Il a noté que des victimes civiles et des dommages causés aux infrastructures civiles ont aussi été recensées dans les régions de Koursk, Belgorod et Briansk, en Fédération de Russie, et que le Bureau de la coordination des affaires humanitaire (OCHA) ne parvient toujours pas à atteindre environ 1,5 million de civils ayant besoin d’aide dans certaines parties des régions de Donetsk, Kherson, Luhansk et Zaporizhzhia sous occupation russe. Il a appelé les parties à faciliter l’acheminement rapide et sans entrave de l’aide humanitaire aux civils dans le besoin, avant de rappeler qu’en Ukraine, les femmes et les filles sont confrontées à une crise particulière. Depuis février 2022, les naissances prématurées représentent près de 50% de tous les accouchements, ce qui met les mères et les nouveau-nés en grand danger, a-t-il relevé, évoquant également une hausse de 36% de la violence fondée sur le genre au cours de cette période, en plus des problèmes de santé mentale auxquels sont confrontées les femmes déplacées, en particulier les réfugiées.

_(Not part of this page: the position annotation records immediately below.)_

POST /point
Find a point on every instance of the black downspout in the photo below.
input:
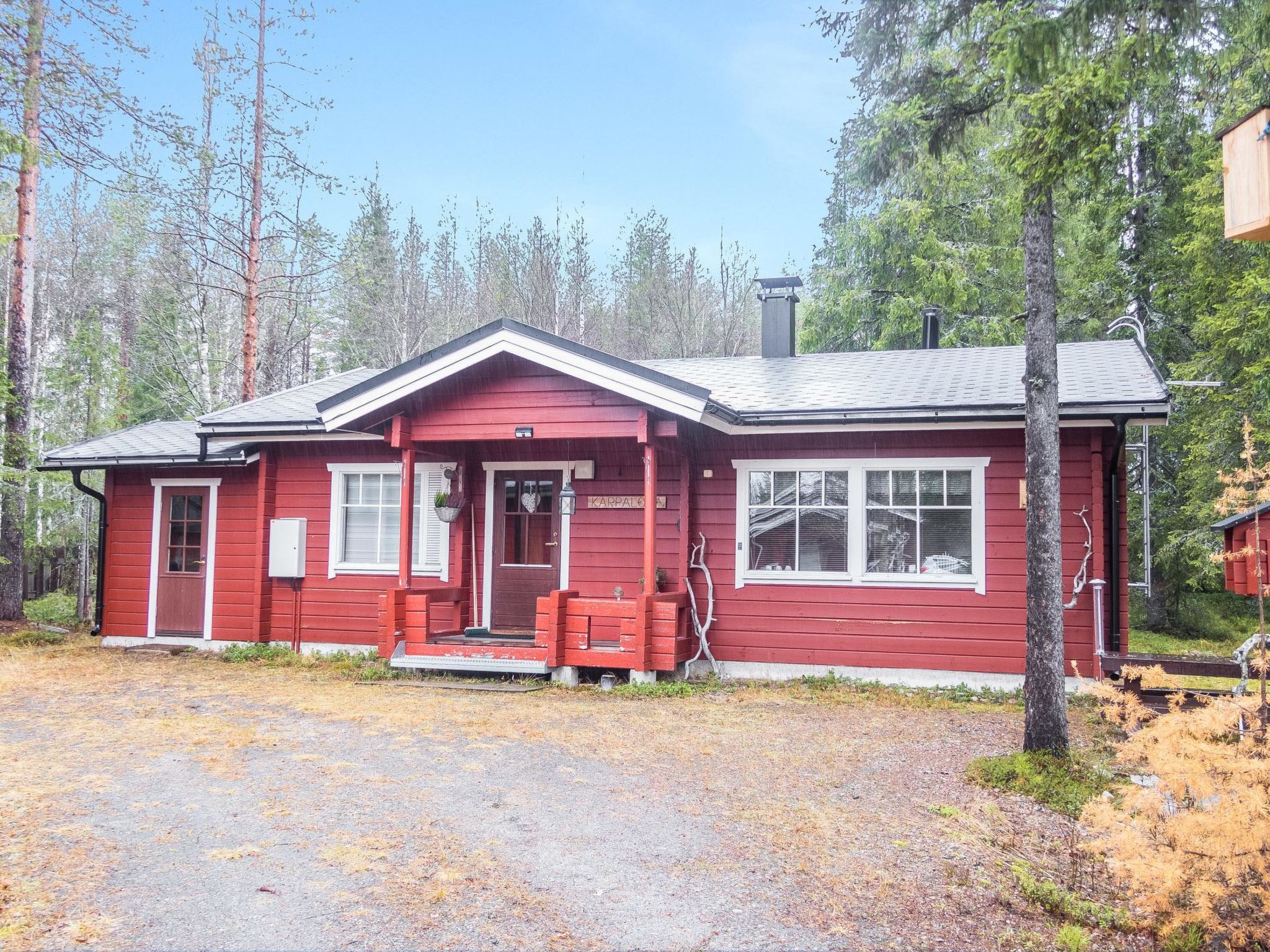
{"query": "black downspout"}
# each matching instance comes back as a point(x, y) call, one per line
point(1114, 547)
point(99, 609)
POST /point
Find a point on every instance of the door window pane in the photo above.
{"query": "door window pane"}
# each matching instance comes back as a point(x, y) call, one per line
point(773, 539)
point(892, 541)
point(784, 488)
point(760, 489)
point(803, 527)
point(810, 488)
point(878, 488)
point(835, 488)
point(822, 541)
point(926, 526)
point(945, 546)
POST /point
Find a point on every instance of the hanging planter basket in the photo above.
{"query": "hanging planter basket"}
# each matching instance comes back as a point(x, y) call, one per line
point(450, 506)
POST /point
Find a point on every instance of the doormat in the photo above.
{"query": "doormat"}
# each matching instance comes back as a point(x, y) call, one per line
point(502, 687)
point(156, 649)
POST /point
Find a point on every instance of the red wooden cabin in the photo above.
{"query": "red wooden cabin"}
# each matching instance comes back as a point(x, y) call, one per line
point(1238, 534)
point(861, 512)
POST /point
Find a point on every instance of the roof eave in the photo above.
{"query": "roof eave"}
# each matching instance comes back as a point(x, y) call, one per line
point(100, 462)
point(1073, 412)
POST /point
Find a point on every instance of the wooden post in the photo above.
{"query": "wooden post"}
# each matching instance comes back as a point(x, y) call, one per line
point(262, 588)
point(649, 518)
point(407, 539)
point(685, 514)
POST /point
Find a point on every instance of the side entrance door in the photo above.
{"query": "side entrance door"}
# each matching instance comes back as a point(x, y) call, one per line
point(526, 546)
point(182, 583)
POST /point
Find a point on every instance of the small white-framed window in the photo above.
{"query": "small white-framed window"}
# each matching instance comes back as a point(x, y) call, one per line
point(861, 522)
point(366, 519)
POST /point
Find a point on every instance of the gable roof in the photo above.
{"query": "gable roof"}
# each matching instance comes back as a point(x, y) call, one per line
point(291, 410)
point(1101, 375)
point(507, 337)
point(1246, 516)
point(162, 442)
point(1096, 380)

Selon le Secrétaire général adjoint, près de 13 millions de personnes en Ukraine ont besoin d’une aide humanitaire alors que seulement 17% des 2,6 milliards de dollars nécessaires au plan de réponse et de besoins humanitaires de l’Ukraine pour 2025 ont été réunis. « Il en faut bien davantage », a souligné M. Fletcher, précisant que l’OCHA et ses partenaires concentrent désormais leurs ressources limitées sur quatre priorités stratégiques: le soutien aux communautés en première ligne, les interventions d’urgence, la facilitation des évacuations et l’aide aux personnes déplacées.
Le Coordonnateur des secours d’urgence a ensuite salué l’annonce d’un cessez-le-feu axé sur les infrastructures énergétiques, ainsi que les négociations visant à garantir la sécurité de la navigation en mer Noire. Notant que la meilleure protection des civils réside dans la fin de cette guerre, il a estimé que la priorité des négociations –qu’il s’agisse d’une trêve temporaire ou d’un accord durable– doit être la protection et les besoins des civils. Il a réitéré qu’en vertu du droit international humanitaire « que ce Conseil est censé défendre », les parties aux conflits doivent protéger les civils et les infrastructures civiles. « Les attaques aveugles contre eux sont strictement interdites; il doit y avoir des limites à la manière dont la guerre est menée ». En ces temps de « coupes budgétaires drastiques », il a enfin demandé au Conseil de fournir à l’OCHA et à ses partenaires « la sécurité et les ressources nécessaires pour sauver autant de survivants que possible ».